Random Musing No. 1

August 4, 2018

The human eye has a range of 120°, mostly peripheral vision, compared to the camera’s typical 200° or more. That is why the figures sometimes seem distorted at the edges of a photograph. We make up for this seeming deficit by moving our focus (in movements called “saccades”) around a scene to build up a gestalt awareness of its appearance.
A painting, curated by human intelligence, is superior in every respect to a photograph, except for how long it takes to make it. If cameras took three hours to create the exact same image as they do now in a split second, there would be no question as to which medium people would choose when they needed an image recorded.

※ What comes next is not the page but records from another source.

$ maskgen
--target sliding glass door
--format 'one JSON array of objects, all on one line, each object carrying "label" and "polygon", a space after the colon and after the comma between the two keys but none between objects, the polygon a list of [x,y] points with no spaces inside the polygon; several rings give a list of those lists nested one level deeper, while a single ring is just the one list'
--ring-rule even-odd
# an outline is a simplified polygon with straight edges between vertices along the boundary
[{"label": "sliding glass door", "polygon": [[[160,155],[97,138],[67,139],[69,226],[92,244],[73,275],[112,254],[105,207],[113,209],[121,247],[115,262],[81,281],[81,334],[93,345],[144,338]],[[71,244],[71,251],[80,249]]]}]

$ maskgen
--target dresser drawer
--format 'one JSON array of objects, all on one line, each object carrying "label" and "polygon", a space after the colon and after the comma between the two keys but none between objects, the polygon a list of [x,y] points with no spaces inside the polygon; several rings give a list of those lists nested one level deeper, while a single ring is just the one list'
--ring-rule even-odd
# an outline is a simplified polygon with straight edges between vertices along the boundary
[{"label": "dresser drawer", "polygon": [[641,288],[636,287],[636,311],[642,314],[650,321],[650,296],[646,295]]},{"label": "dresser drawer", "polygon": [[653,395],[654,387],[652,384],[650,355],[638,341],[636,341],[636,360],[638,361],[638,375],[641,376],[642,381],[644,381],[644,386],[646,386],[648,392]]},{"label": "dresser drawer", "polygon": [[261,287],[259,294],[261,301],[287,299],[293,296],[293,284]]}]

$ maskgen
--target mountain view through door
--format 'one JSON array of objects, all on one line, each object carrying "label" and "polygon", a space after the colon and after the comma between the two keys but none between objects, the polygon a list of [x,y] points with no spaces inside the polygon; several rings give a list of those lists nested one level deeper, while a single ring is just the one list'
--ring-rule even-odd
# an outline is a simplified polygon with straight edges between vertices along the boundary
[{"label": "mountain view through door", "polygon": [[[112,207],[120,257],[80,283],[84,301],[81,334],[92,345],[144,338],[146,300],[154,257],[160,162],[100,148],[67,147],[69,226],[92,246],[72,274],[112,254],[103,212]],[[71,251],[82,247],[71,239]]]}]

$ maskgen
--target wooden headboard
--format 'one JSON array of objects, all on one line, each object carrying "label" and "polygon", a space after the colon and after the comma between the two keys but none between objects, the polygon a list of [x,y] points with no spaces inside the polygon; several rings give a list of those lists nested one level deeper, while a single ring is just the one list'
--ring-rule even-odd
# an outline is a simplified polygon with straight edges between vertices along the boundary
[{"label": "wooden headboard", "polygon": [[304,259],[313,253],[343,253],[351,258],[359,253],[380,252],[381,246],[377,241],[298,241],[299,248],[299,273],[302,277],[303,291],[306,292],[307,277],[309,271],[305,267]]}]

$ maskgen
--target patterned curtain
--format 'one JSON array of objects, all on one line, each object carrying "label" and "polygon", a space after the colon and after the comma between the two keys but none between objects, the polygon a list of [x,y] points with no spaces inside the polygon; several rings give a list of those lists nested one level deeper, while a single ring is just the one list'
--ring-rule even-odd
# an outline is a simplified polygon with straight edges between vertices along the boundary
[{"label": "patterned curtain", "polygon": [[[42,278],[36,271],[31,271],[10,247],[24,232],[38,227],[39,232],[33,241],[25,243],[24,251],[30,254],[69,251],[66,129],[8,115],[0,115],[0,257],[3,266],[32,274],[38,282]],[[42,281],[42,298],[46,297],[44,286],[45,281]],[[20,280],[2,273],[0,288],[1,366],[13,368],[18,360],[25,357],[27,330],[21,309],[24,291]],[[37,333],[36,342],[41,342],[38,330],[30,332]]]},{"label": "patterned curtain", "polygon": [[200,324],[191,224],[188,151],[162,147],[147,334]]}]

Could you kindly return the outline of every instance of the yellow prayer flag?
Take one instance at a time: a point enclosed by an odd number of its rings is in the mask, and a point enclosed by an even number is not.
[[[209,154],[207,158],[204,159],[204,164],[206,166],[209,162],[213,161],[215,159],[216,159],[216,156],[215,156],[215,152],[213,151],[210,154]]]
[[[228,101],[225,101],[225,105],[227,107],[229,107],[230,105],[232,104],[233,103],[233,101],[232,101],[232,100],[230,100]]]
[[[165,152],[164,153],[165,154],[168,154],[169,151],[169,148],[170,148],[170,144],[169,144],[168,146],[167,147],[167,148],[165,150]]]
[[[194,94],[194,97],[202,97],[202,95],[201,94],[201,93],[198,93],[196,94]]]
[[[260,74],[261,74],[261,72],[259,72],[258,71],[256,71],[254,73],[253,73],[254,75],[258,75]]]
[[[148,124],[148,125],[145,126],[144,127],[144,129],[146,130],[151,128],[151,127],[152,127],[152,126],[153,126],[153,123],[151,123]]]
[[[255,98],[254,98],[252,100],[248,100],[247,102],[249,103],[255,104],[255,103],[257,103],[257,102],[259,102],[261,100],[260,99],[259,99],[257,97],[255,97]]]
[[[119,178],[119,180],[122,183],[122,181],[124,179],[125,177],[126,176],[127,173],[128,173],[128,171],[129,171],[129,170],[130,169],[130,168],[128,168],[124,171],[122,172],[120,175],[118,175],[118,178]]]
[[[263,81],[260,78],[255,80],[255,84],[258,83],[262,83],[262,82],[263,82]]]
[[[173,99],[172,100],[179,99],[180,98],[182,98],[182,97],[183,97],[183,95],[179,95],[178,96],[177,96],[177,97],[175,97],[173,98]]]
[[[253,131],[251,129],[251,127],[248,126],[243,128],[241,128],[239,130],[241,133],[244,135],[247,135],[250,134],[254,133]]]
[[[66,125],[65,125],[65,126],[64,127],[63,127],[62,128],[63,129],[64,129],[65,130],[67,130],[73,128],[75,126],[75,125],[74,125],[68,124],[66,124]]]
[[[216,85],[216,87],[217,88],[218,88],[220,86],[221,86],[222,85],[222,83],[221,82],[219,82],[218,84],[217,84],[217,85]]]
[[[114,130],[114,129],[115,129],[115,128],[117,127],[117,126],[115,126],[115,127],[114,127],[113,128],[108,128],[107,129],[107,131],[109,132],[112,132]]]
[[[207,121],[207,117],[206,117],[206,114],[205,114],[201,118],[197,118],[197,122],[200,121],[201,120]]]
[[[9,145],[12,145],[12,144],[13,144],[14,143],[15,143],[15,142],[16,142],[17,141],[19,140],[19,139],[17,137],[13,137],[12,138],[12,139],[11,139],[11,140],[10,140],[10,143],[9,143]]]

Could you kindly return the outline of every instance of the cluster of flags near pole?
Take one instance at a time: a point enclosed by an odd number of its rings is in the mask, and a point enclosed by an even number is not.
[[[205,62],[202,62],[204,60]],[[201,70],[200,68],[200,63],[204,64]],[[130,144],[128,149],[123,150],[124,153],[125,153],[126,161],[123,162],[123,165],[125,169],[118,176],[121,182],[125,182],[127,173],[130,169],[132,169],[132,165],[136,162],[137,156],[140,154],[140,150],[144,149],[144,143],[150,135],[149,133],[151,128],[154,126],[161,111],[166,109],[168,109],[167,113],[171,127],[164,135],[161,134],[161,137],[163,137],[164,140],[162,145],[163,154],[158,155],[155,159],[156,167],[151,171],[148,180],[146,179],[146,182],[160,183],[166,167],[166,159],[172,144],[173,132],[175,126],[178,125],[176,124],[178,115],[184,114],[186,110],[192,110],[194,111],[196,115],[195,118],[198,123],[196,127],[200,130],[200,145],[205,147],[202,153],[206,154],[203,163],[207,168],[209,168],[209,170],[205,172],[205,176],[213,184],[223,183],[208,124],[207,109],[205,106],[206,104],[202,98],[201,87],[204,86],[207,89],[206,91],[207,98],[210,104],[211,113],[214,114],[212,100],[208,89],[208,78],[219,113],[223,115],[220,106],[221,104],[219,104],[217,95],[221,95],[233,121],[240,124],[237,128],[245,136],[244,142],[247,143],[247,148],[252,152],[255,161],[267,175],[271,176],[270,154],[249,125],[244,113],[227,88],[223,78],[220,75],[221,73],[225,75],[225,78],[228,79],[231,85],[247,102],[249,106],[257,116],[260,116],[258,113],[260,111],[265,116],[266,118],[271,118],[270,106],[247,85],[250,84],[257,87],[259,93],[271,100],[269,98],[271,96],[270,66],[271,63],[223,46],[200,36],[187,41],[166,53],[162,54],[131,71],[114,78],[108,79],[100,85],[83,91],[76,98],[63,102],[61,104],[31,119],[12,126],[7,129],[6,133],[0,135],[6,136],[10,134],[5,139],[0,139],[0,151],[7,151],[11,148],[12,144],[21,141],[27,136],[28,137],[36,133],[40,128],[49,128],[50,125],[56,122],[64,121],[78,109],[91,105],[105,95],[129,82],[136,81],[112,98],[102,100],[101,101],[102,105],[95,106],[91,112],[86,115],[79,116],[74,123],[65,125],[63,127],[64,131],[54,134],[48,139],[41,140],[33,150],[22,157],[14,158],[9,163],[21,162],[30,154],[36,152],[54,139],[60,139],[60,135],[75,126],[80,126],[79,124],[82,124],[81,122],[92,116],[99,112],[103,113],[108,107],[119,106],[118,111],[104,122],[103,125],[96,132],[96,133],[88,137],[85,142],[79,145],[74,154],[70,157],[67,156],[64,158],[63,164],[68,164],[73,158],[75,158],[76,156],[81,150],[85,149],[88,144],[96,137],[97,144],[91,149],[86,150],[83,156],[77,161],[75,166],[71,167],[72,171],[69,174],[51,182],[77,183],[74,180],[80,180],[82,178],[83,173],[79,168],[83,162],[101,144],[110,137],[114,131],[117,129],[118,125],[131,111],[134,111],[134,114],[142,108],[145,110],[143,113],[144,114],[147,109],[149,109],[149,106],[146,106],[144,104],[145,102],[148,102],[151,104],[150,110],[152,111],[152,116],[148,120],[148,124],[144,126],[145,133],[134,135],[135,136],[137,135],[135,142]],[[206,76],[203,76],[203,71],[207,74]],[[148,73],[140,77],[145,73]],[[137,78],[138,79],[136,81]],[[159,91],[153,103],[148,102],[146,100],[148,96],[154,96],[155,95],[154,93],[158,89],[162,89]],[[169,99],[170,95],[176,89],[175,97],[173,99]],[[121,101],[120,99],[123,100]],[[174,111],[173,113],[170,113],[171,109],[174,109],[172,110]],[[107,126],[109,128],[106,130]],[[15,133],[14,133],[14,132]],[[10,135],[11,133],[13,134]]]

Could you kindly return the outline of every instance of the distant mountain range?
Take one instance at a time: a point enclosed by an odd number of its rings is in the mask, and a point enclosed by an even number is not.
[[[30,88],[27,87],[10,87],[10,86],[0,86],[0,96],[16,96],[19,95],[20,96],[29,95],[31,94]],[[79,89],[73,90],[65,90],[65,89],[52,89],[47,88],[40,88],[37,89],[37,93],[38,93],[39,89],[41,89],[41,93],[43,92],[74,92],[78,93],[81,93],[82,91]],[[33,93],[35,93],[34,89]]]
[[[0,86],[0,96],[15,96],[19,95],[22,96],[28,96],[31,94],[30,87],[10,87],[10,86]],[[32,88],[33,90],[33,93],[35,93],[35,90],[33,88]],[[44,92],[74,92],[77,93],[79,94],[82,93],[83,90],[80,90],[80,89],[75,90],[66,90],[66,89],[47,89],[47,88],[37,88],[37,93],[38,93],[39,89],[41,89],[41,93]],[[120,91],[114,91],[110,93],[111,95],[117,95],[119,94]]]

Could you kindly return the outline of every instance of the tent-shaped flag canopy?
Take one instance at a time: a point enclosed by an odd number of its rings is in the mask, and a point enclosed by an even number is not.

This one requires some explanation. First of all, several years ago I did a small painting of Gillette Stadium, which I gave to a Patriots fan friend. Here it is, from 2009:

Gillette Stadium

The other day, September 4th to be precise,  I decided to stop off at the stadium and do another painting. As I was working a TV reporter with a cameraman came up and started to interview me. It took me a while to clue in to the fact that he was there to interview Patriots fans who were excited about the Brady decision. So I found myself saying things like, “Go Pats!” and “Free… uh… uh…” [him (in a whisper): “Tom Brady”] “Yeah! Free Tom Brady!” He asked me why I liked Gillette Stadium and I said, “It’s actually kind of an ugly building, but it serves a purpose. It’s sort of a temple to sport.” “He said, “‘Temple to sport’… hmmm, I like that… maybe I’ll use that…” He said, “Can you put me in your painting?” and I said, “Sure!” He posed for about five minutes, I got him in (incidentally wrecking the painting, in my opinion) and I sent him an email with the pic.

Live at Gillette Stadium, I'm Steve Cooper, Channel 7 News

Live at Gillette Stadium, I’m Steve Cooper, Channel 7 News

Sure enough, that night there I was on TV!

I went back a few days later and did a larger, much better painting.